How to repair strained relationships after divisive election

NEW ORLEANS, La. (WVUE) - After such a contentious election cycle, many are finding relationships that may be strained with loved ones, particularly with those who sit across the political aisle.

Social work experts say stressed relationships should be expected at this time, but now it’s time to start finding common ground.

A master of social work with Loyola University, Asia Wong says one of the most important things to remember is to be understanding of the other side.

She says that’s especially important because, during this stressful year, the election outcome could have elicited different reactions compared to years past.

“If you got the result you wanted maybe be aware that’s not true for everyone, if you didn’t get the results you wanted can you take a deep breath. Can you say I know a lot of people are happy right now? can you choose not to rain on their parade even if you are not doing great,” Wong said.

“It’s on both sides, right? There was a lot of stress coming up through the election. And there’s a lot of stress now,” said Tonya Hansel.

In having those stressful, or politically-charged conversations with loved ones, Tonya Hansel with Tulane University encourages folks to remember that they’re conversations they don’t need to have right now, feel free to walk away or create distance.

“How willing they are to have these conversations, and if they’re in a good place emotionally because when our emotions are too high that’s not really the time that you can be open-minded.
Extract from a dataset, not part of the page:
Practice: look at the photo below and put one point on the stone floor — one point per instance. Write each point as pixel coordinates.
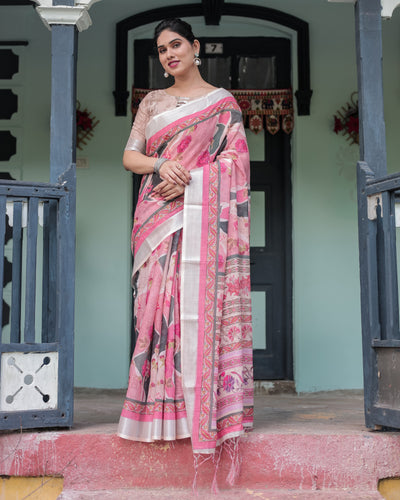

That’s probably not the time you’ll be looking for commonalities that differ from your opinions and the way you think the world should work,” Hansel said.

As a nurse, Vanessa Conley took a trip from Gulfport to relax a bit and enjoy New Orleans for the first time.

“I ran into people of all nationalities: Latino, African-American, Caucasian. I mean no matter what it was just it brought me to tears,” Conley said.

She hopes in the days following the election, and just like on the streets of New Orleans, she hopes everyone can start to heal together.

“It doesn’t matter whether you’re Democratic, Republican, neutral, liberal whatever it is, this is the United States, democracy is what we will build on and we can do this if we do it together,” Conley said.